Kelompok tersebut terdiri atas 32 biksu dari berbagai negara yang melaksanakan ritual Thudong. Thudong adalah perjalanan spiritual dilakukan oleh para bhante atau biksu dengan berjalan kaki sepanjang ribuan kilometer. Perjalanan religi ini dilakukan untuk mengikuti jejak Sang Buddha pada zaman kehidupannya ketika belum ada wihara, tempat tinggal, dan transportasi.


Thudong dilaksanakan dengan cara berjalan kaki hingga masuk ke hutan sambil perenungan. Sebelum melakukan perjalanan, para biksu harus berdiam diri di suatu tempat dan berpuasa selama empat bulan selama musim hujan. Bila sudah memasuki musim kemarau atau musim semi, Thudong baru dilaksanakan.


"Jadi dalam setahun mereka akan berjalan seperti ini selama empat bulan untuk melaksanakan tradisi ini. Kebetulan karena di Indonesia ada Candi Borobudur, bertepatan Hari Raya Waisak dan mereka jalan dari Thailand," terang Bhante Dhammavuddho, dikutip dari laman resmi Ditjen Bimas Buddha Kemenag.

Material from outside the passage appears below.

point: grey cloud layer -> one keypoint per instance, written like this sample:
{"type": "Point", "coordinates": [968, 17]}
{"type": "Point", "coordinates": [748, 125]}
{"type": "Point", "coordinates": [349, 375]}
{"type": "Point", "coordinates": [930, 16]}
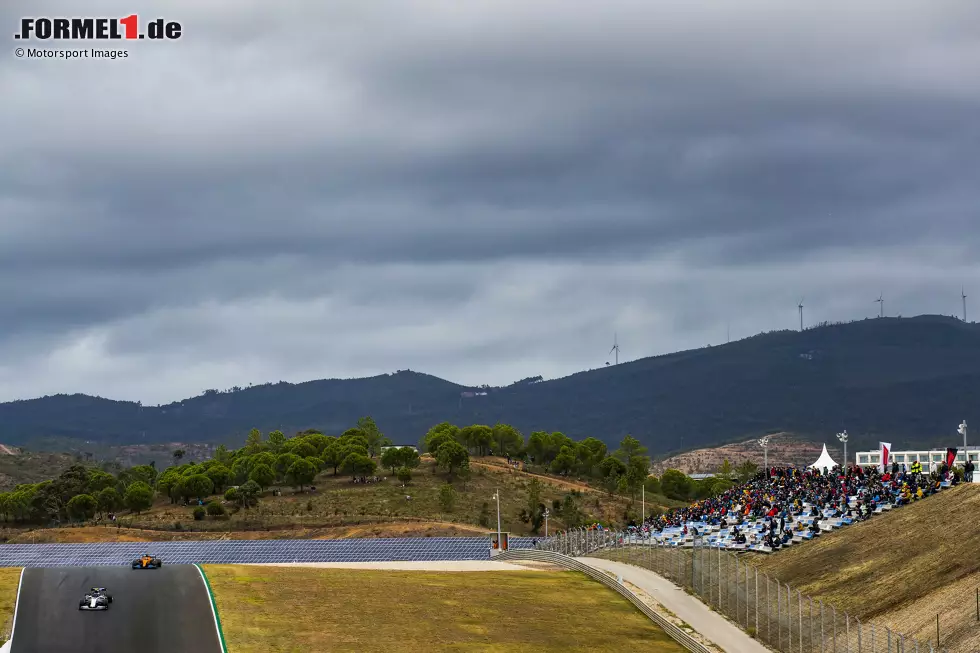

Berikut catatan perjalanan biksu yang berjalan kaki dari Thailand ke Indonesia.

 
  1. Para biksu itu berjalan kaki dari sebuah vihara di Provinsi Nakhon Sri Thammarat, Thailand, pada 25 Maret 2023.
  2. Setelah itu, para biksu tersebut berjalan kaki dari Thailand hingga ke perbatasan Malaysia-Singapura, kemudian menyeberang dengan kapal laut.
  3. Lalu, mereka kembali berjalan kaki menuju perbatasan Singapura-Indonesia, lalu dilanjut berjalan kaki di Batam.
  4. Setelah di Batam, para biksu diterbangkan dengan pesawat menuju bandara Soekarno-Hatta.
  5. Para biksu kembali berjalan kaki mulai dari Bandara Soekarno-Hatta pada tanggal 9 Mei 2023, dan kini para biksu sudah tiba di Karawang.
  6. Dalam setiap persinggahan para biksu sendiri beristirahat di sebuah vihara pilihan yang dianggap sakral dan istimewa bagi kaum Budhisme.
  7. Total perjalanan sampai saat ini sudah 51 hari. Mereka sudah tiba di Vihara Budha Loka Sian Jin Kupoh untuk beristirahat dan melakukan ritual keagamaan.
  8. Setelah itu, mereka akan lanjutkan perjalanan ke Cikampek, singgah sebentar di suatu vihara, kemudian ke Subang.
  9. Rencana berikutnya mereka akan singgah dan menginap di sebuah pondok pesantren di Kandanghaur, Kabupaten Indramayu, Jawa Barat.
  10. Setelah dari Indramayu, para biksu kembali berjalan kaki menuju Cirebon, lalu ke Tegal, kemudian ke Pekalongan, Jawa Tengah.
  11. Begitu sampai di Jawa Tengah, mereka direncanakan singgah dan menginap di salah satu tokoh muslim ternama, yakni Habib Lutfhi bin Yahya.